When you have a generic metric and you place a dimension on it to filter it, it's going to apply that to every part of the metric. For example, with conversion rate, I have the example here of putting conversion rate against page names (having it on the side will do the same as if you were to put it above/below the metric). My conversion rate is orders/visits. If you look at the columns with the order and visit count, divide those and you will get the percents seen in the third column.
The alternative is to make a custom metric for the specific page you're interested in. In this example, I'm using the home page as my page of interest. If we want to know how many people that saw the home page placed an order, we would need a visit level segment. Then we put that around our metric. The reason this is going to produce a different result is because when you're using just the dimension (or even a hit level segment), it's insisting that the dimension was present and got credit for both metrics. But at a visit level, it's just saying that this dimension has to be present in the same visit as the metric.
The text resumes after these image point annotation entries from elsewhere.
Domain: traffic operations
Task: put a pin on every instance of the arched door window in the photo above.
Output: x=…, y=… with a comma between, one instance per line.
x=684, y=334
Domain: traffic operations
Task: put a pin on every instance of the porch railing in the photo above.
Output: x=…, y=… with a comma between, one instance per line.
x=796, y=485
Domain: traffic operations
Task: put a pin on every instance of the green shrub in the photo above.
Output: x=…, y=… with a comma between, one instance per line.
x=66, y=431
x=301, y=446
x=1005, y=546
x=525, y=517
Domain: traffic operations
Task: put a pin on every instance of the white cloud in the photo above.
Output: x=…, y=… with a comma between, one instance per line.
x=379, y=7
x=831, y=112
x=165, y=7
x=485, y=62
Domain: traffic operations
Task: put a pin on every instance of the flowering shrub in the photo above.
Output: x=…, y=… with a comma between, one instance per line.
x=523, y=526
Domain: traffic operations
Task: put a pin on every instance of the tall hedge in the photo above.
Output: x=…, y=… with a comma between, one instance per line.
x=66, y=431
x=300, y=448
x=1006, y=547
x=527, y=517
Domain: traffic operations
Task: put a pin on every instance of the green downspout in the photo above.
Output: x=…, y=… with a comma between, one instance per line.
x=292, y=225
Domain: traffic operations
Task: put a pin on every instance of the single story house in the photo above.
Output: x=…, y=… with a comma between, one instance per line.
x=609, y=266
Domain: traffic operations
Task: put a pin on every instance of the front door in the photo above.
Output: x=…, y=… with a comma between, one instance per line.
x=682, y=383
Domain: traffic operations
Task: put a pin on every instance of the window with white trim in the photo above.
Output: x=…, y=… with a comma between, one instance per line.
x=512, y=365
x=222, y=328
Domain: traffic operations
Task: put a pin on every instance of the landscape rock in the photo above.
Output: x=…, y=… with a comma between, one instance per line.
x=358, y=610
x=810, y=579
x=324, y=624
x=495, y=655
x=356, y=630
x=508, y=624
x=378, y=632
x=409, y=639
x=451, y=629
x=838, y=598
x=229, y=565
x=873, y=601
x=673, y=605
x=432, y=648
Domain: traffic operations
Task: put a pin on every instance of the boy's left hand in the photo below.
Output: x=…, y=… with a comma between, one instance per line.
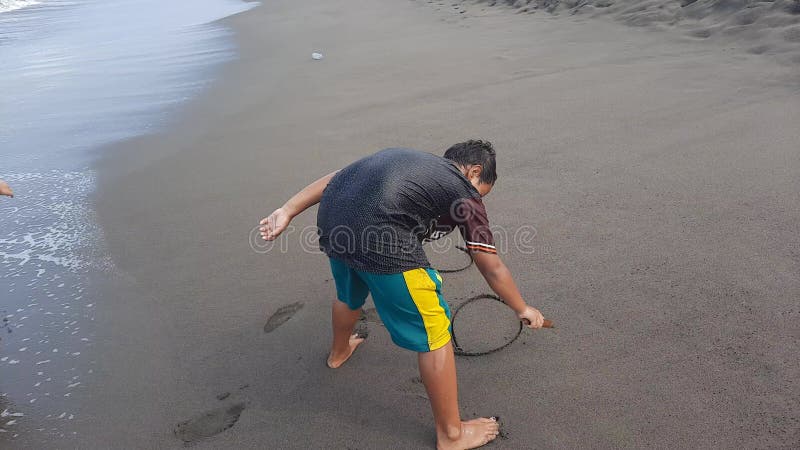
x=273, y=225
x=532, y=317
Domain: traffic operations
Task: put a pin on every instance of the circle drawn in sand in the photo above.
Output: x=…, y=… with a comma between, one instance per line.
x=474, y=321
x=209, y=423
x=281, y=316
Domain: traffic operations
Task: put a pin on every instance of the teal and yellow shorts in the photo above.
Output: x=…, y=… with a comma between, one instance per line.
x=410, y=304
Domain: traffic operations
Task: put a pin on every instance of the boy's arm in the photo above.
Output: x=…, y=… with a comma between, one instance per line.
x=502, y=283
x=273, y=225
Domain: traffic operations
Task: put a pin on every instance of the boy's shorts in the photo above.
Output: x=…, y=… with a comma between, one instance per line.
x=410, y=304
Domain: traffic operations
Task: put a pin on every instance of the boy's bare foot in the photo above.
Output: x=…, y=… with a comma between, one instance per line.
x=336, y=360
x=474, y=433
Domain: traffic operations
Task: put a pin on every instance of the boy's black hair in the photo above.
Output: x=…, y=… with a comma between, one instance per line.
x=475, y=152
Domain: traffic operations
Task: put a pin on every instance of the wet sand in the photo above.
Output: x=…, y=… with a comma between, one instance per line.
x=660, y=176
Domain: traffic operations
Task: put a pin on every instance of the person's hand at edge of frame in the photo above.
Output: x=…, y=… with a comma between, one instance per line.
x=274, y=224
x=5, y=189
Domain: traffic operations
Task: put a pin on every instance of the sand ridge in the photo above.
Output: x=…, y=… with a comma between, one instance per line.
x=757, y=27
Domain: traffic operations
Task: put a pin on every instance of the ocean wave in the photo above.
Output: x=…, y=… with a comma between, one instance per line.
x=11, y=5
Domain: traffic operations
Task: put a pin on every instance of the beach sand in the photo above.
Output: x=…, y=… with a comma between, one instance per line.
x=660, y=175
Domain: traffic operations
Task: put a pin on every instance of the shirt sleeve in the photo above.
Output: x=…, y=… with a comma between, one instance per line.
x=470, y=217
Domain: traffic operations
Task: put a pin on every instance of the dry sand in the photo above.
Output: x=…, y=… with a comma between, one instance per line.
x=661, y=176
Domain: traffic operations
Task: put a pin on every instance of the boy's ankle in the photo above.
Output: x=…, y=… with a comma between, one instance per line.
x=451, y=433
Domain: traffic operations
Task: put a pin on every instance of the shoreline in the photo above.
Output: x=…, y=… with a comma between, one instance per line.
x=603, y=151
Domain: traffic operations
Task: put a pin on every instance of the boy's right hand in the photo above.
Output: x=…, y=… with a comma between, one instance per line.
x=273, y=225
x=532, y=317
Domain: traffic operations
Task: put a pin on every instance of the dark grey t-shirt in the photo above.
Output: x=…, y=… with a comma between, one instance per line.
x=376, y=212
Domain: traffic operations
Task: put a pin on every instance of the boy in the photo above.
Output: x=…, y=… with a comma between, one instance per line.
x=373, y=217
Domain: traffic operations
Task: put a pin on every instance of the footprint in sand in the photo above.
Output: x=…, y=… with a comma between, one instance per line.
x=209, y=423
x=280, y=317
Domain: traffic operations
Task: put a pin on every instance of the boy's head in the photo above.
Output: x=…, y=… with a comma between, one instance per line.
x=476, y=161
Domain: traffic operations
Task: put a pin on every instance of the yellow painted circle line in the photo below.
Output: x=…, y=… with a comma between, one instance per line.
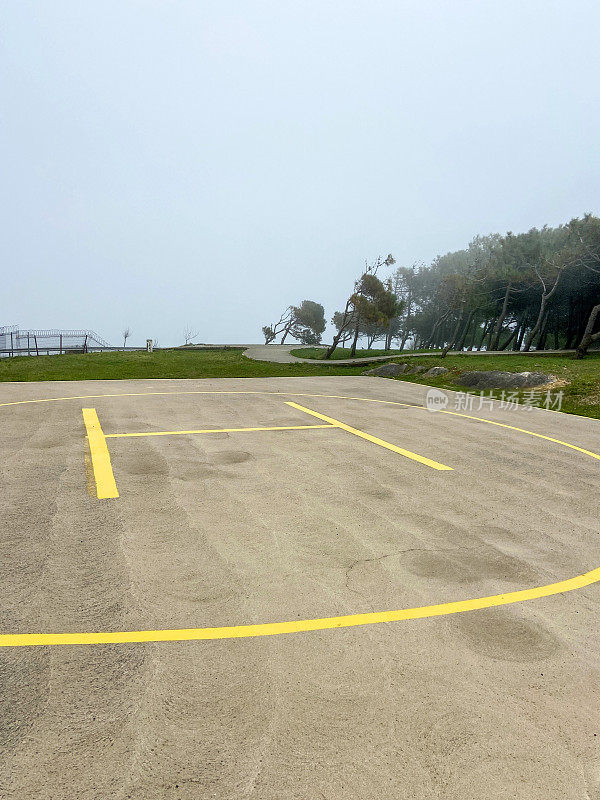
x=297, y=626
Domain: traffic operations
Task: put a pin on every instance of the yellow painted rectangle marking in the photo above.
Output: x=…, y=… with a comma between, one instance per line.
x=103, y=474
x=407, y=453
x=215, y=430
Adding our new metric to the table from before, and adding a column with the segment just on orders we can see how it's calculated now. It's going to take the number of orders in the same visit as a home page (3.6k) divided by visits with home page (27k) to get our 13%. Now, if you look at the home page row in that last column, that still says 0, because again the dimension is trying to insist that it is present for both metrics.
Alternatively, if you don't want to build the segment into the metric, you can just make a visit level segment and drop that over top of your conversion rate metric and it'll have the same result. The key is to have the segment at a visit level.